|
Mark Rylance in Measure for Measure, at the Globe Theatre in 2004. |
A friend who saw Christopher Walken play William Hurt’s roommate in the original Broadway production of David Rabe’s
Hurlyburly in the mid-eighties once told me that Walken was so utterly relaxed that he scarcely seemed to be acting at all. My friend described a moment when Walken, in the middle of listening to a conversation, looked down at his watch, conveyed that he was late for a meeting, and disappeared, his rhythm so natural and free of even the subtlest dramatic rigging that it looked as if he’d improvised it – decided at that moment, on that evening, to leave the stage. I’ve seen Walken on stage twice, and I can imagine what my friend was talking about. Both times he was playing Chekhov, whose brand of naturalism demands that performers throw off theatrical self-consciousness and bury themselves in their characters. When he played Astrov in
Uncle Vanya at American Repertory Theatre in Cambridge, Massachusetts in the late Nineties, he executed one of the two most sublime drunk scenes I’ve ever seen live (the other was by Alan Bates in another Russian work, Turgenev’s
Fortune’s Fool, on Broadway, the last play he appeared in before he died), and its special quality of improbably sustained distraction, the feeling of not just balancing on eggshells but pirouetting on them, was the result of an almost Zen intensity of relaxation.

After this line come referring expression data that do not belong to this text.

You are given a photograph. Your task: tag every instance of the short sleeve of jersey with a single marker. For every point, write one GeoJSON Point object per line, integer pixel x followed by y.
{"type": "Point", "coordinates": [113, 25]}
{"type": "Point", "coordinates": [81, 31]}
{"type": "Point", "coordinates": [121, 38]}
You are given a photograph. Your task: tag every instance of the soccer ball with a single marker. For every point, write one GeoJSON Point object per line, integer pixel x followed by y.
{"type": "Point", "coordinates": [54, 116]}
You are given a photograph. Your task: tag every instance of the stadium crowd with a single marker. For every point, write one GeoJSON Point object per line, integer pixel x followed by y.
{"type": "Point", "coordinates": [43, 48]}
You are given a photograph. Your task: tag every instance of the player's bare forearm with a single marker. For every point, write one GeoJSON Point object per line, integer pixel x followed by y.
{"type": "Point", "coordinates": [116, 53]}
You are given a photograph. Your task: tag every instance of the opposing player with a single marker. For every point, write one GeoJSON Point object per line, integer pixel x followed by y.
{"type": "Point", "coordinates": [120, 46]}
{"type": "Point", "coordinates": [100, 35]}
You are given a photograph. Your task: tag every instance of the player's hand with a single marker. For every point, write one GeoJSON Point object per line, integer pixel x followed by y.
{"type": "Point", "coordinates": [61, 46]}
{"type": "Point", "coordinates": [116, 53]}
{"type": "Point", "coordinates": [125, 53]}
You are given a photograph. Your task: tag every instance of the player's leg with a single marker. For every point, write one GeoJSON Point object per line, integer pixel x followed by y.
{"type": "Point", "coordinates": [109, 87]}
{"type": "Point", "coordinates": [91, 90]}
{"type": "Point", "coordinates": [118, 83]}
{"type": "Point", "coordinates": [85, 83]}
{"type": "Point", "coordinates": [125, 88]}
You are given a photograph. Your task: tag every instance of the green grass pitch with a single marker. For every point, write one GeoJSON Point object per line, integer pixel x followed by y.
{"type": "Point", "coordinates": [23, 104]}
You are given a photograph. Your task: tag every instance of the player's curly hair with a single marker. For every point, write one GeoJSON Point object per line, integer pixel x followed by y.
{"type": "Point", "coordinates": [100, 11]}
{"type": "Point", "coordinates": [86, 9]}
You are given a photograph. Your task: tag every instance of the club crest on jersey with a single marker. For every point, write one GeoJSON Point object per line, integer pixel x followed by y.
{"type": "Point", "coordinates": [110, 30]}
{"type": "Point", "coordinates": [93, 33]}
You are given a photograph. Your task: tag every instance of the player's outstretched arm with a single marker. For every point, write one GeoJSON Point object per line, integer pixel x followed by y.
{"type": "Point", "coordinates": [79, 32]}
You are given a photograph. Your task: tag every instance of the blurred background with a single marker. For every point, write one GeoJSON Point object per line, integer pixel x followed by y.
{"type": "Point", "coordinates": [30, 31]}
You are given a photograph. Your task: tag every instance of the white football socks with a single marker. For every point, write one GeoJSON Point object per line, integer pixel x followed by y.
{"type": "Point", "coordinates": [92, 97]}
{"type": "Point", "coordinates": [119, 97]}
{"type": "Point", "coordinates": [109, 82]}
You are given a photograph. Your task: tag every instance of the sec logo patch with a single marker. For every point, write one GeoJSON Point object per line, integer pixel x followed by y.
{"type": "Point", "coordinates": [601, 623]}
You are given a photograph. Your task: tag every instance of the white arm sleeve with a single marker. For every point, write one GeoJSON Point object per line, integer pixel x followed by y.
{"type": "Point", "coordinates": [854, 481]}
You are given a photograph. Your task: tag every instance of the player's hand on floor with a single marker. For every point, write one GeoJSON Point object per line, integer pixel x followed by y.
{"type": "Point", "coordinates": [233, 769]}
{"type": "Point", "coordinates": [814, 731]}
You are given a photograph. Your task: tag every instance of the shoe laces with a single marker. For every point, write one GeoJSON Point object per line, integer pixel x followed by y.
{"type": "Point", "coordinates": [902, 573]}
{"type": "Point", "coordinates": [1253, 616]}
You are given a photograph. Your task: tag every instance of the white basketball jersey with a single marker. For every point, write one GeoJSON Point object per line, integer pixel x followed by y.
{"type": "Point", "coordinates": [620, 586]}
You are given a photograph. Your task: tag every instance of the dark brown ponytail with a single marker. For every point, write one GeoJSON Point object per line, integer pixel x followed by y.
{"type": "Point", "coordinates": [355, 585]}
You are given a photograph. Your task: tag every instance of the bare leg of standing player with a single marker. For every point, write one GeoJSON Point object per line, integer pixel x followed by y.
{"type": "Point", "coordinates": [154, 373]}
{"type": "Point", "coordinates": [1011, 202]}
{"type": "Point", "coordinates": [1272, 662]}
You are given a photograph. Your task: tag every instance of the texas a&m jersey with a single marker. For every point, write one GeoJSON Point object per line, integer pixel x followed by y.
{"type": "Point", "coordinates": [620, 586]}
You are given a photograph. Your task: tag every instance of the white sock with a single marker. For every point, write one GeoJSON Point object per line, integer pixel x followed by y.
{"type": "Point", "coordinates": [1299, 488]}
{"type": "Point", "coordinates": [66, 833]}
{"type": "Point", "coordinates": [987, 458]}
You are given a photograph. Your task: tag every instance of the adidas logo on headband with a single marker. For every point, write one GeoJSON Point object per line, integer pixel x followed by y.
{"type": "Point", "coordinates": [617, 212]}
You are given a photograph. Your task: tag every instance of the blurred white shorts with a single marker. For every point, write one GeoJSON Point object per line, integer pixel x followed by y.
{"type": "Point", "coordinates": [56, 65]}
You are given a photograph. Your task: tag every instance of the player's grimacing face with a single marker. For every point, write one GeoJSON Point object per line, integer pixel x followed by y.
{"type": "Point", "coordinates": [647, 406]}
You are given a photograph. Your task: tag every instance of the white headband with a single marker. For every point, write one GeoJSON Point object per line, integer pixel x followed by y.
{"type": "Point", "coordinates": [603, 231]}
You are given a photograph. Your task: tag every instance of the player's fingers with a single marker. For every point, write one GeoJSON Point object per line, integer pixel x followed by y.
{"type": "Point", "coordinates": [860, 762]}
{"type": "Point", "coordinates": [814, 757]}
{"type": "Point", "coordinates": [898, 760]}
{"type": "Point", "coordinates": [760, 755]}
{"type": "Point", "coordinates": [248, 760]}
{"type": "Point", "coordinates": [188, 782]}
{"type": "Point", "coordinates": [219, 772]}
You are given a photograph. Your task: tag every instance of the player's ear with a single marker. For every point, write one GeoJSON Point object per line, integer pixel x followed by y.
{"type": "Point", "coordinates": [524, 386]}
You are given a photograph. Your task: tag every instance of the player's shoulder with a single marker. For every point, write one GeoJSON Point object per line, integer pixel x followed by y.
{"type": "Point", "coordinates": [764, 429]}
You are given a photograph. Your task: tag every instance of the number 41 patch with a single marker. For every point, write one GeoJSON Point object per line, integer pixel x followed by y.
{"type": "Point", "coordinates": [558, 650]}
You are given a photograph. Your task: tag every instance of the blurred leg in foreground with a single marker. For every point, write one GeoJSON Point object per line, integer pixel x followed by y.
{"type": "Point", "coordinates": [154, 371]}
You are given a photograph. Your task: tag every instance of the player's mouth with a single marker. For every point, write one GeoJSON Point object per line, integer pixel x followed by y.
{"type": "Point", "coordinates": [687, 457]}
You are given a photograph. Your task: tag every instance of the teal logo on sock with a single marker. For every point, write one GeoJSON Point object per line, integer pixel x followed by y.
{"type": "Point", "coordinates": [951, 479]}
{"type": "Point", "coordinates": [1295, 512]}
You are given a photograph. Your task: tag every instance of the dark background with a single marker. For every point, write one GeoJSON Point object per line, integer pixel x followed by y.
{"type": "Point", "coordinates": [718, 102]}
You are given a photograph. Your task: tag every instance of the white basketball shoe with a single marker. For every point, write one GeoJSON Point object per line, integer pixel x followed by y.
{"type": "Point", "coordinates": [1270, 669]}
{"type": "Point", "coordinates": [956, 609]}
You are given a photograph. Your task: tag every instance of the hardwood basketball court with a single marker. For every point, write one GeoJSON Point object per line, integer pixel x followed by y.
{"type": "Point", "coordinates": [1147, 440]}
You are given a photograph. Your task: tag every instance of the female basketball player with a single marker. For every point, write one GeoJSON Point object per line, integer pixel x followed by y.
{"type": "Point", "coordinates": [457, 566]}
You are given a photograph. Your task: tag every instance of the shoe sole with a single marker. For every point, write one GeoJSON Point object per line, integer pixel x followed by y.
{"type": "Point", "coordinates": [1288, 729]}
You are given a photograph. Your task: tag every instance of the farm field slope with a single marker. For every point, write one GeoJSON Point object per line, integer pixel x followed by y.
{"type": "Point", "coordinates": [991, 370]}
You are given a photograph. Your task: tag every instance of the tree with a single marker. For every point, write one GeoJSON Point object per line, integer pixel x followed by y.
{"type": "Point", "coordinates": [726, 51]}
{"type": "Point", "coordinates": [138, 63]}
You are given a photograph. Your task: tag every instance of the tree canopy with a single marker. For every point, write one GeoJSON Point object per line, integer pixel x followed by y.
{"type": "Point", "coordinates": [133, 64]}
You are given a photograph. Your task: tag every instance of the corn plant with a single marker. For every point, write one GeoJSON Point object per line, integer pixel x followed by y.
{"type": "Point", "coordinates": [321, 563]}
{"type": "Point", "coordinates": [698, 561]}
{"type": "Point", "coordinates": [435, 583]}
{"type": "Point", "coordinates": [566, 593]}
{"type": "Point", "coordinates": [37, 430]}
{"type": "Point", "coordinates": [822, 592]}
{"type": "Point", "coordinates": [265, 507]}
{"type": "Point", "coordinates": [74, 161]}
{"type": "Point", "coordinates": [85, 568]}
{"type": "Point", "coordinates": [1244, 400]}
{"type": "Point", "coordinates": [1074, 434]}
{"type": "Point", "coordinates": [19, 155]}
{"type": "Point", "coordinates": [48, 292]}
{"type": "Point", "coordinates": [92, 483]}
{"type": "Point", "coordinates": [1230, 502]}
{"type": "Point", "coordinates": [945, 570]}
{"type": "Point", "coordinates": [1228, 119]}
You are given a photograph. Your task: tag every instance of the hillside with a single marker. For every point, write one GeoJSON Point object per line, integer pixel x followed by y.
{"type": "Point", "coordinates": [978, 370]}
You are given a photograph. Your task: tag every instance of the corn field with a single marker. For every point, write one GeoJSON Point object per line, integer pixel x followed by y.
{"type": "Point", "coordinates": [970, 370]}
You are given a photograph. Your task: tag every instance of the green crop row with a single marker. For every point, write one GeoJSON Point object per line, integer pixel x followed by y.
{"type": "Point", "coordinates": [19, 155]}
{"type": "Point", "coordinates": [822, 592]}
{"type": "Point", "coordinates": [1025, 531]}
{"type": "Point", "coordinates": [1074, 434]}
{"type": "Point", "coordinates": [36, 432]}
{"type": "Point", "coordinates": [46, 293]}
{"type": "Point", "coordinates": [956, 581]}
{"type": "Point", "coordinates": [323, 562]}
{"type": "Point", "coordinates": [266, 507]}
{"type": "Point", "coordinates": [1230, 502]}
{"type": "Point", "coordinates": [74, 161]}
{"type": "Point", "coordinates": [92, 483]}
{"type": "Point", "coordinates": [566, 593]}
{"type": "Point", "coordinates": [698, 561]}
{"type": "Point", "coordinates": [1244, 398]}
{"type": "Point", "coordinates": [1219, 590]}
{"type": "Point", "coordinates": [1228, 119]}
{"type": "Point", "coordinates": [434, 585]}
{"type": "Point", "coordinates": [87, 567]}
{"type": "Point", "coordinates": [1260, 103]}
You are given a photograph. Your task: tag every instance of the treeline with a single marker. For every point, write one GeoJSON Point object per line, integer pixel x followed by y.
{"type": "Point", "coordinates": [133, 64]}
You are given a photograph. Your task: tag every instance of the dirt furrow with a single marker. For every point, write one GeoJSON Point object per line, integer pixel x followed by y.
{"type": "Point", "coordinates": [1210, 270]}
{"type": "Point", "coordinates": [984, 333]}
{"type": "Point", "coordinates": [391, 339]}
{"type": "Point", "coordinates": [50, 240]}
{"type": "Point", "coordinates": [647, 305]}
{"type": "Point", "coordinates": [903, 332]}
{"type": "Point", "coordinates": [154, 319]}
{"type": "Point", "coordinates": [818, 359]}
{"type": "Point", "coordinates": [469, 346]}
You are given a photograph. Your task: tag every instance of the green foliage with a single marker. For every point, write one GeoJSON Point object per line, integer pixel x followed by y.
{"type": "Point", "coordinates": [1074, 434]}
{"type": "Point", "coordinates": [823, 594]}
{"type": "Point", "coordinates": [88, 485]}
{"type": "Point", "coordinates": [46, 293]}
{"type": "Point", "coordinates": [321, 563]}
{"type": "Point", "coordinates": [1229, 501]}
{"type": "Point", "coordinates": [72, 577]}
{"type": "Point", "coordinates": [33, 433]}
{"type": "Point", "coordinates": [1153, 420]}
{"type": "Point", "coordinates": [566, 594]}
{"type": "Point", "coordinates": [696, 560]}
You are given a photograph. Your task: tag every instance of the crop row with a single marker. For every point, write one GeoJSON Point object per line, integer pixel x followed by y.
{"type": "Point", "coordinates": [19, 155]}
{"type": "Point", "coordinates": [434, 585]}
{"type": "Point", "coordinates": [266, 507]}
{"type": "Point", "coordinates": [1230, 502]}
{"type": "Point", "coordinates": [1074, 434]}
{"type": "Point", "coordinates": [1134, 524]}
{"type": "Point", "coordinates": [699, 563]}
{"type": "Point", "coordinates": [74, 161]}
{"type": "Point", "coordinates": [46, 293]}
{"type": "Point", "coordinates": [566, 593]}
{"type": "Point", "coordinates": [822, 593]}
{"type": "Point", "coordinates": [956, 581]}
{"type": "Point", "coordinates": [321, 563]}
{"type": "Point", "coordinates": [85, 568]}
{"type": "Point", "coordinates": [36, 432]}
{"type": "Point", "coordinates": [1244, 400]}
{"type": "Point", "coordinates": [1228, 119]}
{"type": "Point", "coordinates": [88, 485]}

Actors call this kind of spontaneity, which derives from a thorough and acute awareness of the dramatic situation and the energies of the other actors on the stage and a focus so complete that it seals out any other world – even in the presence of a live audience – acting in the moment. Mark Rylance possesses that ability in a greater degree than any other actor I’ve ever seen, even including Walken. Rylance is a Midwesterner but he’s spent so much of his career (which spans more than three decades) in London that audiences can be forgiven for thinking he’s a Brit: he was the artistic director of Shakespeare’s Globe Theatre for ten years, where he famously played Hamlet and Angelo in
Measure for Measure, and his last Broadway role, as the alcoholic trailer dweller Rooster Byron in Jez Butterworth’s
Jerusalem, is an English play that originated in London's Royal Court Theatre. His technique transcends national distinctions. It’s steeped in the kind of physical fluency that the British are far more deft at than Americans, yet when you see him in a comedy he seems to be continuing the legacy of the great silent movie clowns. Not so much Chaplin (who, of course, hailed from the English music hall) as Keaton, and even more the lesser-known but brilliant Harry Langdon – seen at his best in
Tramp, Tramp, Tramp and the two comedies he did for Frank Capra,
The Strong Man and
Long Pants – whose persona was the most debased and battered of them. In Matthew Warchus’s 2008 Broadway revival of
Boeing-Boeing (also a transplant from the West End, with only Rylance repeating his performance), Rylance suggested some loopy hybrid of Langdon and a maddened Alec Guinness from his Ealing Studios days (I’m thinking especially of Guinness’s performance in
The Man in the White Suit), an Everyman in extremis whose panic and determination have pitched him right on the edge of hysteria.